R squared, often written as R², measures how well a regression model explains variation in the target variable. It compares the model predictions to the actual data to show the proportion of total variance that the model accounts for.
Unlike correlation, which only describes the strength and direction of a linear relationship, R squared focuses on model fit in terms of explained variance. Understanding it helps data practitioners evaluate whether their model adds meaningful predictive power.
| Metric | What it Measures | Range | Typical Use |
|---|---|---|---|
| R Squared (R²) | Proportion of variance explained by the model | 0 to 1 | Assessing overall model fit |
| Adjusted R Squared | R² adjusted for number of predictors | 0 to 1, can be negative | Comparing models with different features |
| Residual Standard Error | Average error of predictions in target units | 0 to infinity | Evaluating prediction accuracy |
| F Statistic | Overall significance of the model | 0 to infinity | Testing if at least one predictor is useful |
Understanding R Squared in Regression
Interpretation of R Squared Values
An R squared of 0.80 means that 80 percent of the variability in the outcome is explained by the model inputs. Higher values generally indicate better in-sample fit, but they do not guarantee out-of-sample performance.
It is important to contextualize R squared against the domain. In social sciences, values around 0.30 may be meaningful, while in controlled engineering settings, analysts often expect values above 0.70.
Relationship Between R Squared and Adjusted R Squared
Why Adjusted R Squared Matters
Adjusted R squared penalizes the addition of irrelevant predictors, making it more reliable for model comparison. It can decrease when a new variable does not improve the model enough to justify its inclusion.
When evaluating multiple models, relying solely on R squared may lead to overfitting. Adjusted R squared helps practitioners balance complexity and explanatory power.

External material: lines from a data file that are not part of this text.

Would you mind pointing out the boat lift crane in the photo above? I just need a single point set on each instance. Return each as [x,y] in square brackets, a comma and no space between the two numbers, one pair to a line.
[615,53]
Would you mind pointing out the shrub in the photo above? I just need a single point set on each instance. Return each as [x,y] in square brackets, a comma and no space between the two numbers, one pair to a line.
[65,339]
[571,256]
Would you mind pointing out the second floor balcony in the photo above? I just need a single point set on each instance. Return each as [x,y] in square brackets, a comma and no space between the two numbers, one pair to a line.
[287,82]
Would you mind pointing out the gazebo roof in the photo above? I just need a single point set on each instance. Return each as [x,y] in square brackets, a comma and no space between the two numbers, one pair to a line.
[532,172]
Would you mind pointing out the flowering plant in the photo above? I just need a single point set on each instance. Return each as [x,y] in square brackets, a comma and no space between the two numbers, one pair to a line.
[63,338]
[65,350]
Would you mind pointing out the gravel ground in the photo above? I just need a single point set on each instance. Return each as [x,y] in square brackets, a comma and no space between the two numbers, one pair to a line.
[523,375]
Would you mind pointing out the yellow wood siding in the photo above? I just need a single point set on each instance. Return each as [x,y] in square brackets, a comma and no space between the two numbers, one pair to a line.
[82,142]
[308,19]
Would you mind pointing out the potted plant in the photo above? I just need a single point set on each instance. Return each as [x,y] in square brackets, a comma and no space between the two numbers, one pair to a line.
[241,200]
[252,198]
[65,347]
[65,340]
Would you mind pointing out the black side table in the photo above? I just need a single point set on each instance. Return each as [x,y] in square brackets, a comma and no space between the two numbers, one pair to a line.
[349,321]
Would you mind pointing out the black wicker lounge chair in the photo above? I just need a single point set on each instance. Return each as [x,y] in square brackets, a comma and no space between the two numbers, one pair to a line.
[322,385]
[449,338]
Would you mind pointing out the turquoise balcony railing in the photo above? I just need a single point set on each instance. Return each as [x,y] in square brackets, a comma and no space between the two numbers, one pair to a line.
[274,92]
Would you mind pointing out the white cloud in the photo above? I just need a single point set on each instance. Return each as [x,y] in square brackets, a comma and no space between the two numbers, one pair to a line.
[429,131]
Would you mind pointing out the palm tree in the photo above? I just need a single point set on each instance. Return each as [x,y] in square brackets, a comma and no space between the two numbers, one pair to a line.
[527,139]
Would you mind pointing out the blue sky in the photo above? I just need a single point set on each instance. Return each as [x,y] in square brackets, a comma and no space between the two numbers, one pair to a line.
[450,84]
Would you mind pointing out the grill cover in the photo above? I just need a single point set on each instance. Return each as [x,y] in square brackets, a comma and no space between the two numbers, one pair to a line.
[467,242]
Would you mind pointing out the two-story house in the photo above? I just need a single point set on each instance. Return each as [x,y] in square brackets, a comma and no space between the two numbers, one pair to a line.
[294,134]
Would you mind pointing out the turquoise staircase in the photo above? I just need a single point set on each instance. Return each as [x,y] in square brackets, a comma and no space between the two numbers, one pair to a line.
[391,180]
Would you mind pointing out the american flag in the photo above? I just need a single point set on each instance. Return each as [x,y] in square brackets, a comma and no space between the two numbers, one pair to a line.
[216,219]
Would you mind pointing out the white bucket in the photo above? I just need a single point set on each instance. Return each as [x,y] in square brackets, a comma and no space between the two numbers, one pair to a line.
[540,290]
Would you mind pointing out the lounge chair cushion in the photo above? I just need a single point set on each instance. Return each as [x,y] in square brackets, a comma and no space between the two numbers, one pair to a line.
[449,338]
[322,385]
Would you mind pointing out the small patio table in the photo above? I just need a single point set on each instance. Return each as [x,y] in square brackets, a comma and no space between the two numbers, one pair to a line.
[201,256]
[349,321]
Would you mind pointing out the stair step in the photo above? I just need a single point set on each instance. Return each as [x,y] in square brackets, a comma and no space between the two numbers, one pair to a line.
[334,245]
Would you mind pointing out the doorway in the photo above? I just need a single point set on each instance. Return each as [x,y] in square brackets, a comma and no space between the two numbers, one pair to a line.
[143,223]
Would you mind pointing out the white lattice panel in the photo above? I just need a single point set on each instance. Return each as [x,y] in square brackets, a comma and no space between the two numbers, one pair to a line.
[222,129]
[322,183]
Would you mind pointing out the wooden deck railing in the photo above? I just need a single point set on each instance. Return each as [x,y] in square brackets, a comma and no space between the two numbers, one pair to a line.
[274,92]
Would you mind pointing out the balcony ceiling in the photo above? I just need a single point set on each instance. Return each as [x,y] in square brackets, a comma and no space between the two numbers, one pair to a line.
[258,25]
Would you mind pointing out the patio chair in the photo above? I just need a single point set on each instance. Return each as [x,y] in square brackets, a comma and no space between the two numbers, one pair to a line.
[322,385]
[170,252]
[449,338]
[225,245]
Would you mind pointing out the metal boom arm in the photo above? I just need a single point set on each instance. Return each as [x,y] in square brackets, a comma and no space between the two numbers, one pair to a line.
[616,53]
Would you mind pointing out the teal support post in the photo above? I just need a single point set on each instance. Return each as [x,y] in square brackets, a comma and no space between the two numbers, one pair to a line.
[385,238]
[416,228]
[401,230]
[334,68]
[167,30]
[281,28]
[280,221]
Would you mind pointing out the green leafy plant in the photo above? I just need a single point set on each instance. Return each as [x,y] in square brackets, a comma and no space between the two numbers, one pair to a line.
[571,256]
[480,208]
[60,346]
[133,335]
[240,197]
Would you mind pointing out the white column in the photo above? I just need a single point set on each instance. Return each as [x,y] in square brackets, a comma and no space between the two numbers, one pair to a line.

R Squared vs Residual Analysis
Complementing R Squared with Residual Checks
R squared describes how much variance is captured, but it does not reveal bias or pattern in residuals. Plotting residuals helps identify nonlinearity, heteroscedasticity, and influential outliers.

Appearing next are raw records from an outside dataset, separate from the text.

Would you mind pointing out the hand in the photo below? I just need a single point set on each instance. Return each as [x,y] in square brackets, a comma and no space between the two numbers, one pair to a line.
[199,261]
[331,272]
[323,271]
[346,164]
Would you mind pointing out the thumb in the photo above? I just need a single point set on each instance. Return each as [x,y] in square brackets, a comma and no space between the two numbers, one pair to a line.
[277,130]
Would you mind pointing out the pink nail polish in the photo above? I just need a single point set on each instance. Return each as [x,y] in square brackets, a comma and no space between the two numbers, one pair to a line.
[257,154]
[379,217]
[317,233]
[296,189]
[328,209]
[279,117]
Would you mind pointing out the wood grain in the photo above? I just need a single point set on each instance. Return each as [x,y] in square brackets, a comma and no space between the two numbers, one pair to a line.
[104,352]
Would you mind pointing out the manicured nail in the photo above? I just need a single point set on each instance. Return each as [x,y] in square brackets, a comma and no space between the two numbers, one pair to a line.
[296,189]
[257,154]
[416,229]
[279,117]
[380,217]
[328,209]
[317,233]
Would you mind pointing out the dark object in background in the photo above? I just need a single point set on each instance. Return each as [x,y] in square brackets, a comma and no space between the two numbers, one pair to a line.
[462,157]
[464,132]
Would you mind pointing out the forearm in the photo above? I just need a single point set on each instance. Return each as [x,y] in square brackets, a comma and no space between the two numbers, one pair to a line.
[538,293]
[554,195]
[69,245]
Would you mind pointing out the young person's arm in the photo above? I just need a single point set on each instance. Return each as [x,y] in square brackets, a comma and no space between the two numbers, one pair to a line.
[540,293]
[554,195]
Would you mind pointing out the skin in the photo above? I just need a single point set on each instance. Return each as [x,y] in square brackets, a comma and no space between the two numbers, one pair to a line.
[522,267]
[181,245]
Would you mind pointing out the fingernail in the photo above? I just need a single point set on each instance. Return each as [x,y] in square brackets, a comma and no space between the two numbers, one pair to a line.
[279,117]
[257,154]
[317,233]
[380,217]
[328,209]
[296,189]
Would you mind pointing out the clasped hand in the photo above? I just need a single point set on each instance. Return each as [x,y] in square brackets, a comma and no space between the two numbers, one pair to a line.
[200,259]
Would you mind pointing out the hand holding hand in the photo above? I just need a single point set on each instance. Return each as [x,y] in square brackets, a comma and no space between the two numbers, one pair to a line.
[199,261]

Combining R squared with residual diagnostics provides a more complete picture of model performance than either metric alone.

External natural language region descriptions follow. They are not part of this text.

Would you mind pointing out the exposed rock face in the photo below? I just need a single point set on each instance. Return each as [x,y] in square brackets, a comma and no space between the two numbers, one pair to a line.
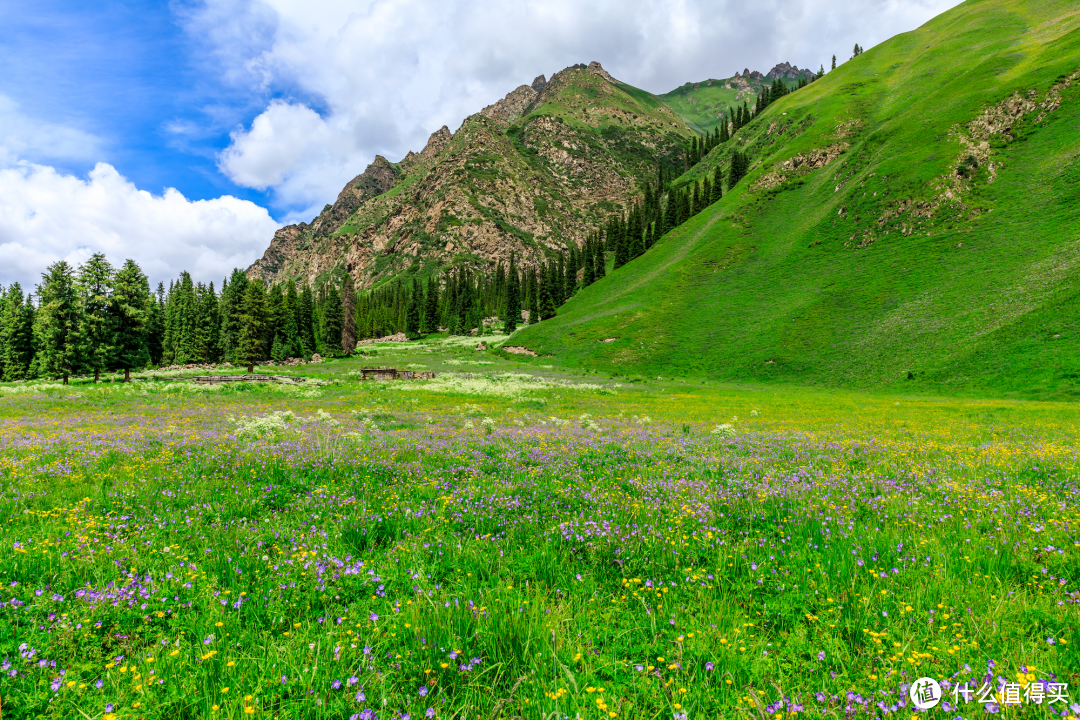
[788,72]
[505,181]
[512,106]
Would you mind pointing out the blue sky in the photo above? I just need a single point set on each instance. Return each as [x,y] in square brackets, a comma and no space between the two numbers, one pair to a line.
[184,134]
[129,73]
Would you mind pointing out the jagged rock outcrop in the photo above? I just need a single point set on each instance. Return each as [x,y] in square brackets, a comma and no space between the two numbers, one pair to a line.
[788,71]
[509,180]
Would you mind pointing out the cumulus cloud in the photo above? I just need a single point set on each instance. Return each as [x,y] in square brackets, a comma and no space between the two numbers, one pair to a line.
[46,216]
[24,136]
[378,77]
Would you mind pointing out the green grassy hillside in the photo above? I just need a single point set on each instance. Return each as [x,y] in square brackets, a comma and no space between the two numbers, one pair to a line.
[864,248]
[701,104]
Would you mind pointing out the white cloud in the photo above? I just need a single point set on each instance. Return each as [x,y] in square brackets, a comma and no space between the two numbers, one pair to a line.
[24,136]
[386,73]
[46,216]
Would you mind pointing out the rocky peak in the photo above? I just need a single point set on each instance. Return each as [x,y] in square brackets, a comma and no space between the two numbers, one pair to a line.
[512,107]
[595,67]
[376,179]
[788,72]
[437,140]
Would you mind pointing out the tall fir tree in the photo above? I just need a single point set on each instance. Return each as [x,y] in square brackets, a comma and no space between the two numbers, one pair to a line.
[156,325]
[589,276]
[306,323]
[349,315]
[547,299]
[58,341]
[534,297]
[94,281]
[430,318]
[131,309]
[333,322]
[16,334]
[413,314]
[253,311]
[512,311]
[291,331]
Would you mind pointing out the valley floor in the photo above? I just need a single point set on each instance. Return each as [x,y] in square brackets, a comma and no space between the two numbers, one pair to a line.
[495,544]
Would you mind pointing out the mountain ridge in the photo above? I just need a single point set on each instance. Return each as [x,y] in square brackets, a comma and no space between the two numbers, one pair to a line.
[584,140]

Common Misinterpretations of R Squared
What R Squared Does Not Tell You
A high R squared does not imply causation, correctness of model specification, or generalizability to new data. It only indicates the strength of linear association in the sample used for estimation.
Low R squared is not always problematic, especially in domains with high uncertainty or complex underlying processes where explaining every fluctuation is not feasible. Statistical significance and domain relevance remain crucial.
Applying R Squared Thoughtfully in Practice
- Use R squared alongside adjusted R squared and cross validation for reliable model assessment.
- Inspect residual plots to detect patterns that R squared alone cannot reveal.
- Compare R squared values only across models built on the same dataset and target variable.
- Consider domain-specific benchmarks when interpreting whether an R squared value is strong.
- Validate out-of-sample performance to ensure the model generalizes beyond in-sample R squared.
FAQ
Reader questions
Does a higher R squared always mean a better model?
No, a higher R squared can result from overfitting with too many predictors, leading to poor generalization. Model simplicity, adjusted R squared, and out-of-sample validation should also guide evaluation.
Can R squared be negative, and when does that happen?
Yes, R squared can be negative when the model predictions are worse than simply using the mean of the target variable, often occurring with models that are not fitted using ordinary least squares.
Is R squared the same as correlation coefficient?
No, R squared is the square of the correlation coefficient in simple linear regression with one predictor, but in multiple regression it reflects explained variance across all predictors combined.
How does sample size affect R squared?
Larger sample sizes can produce more stable R squared estimates, while small samples may lead to inflated values that do not reflect true population performance.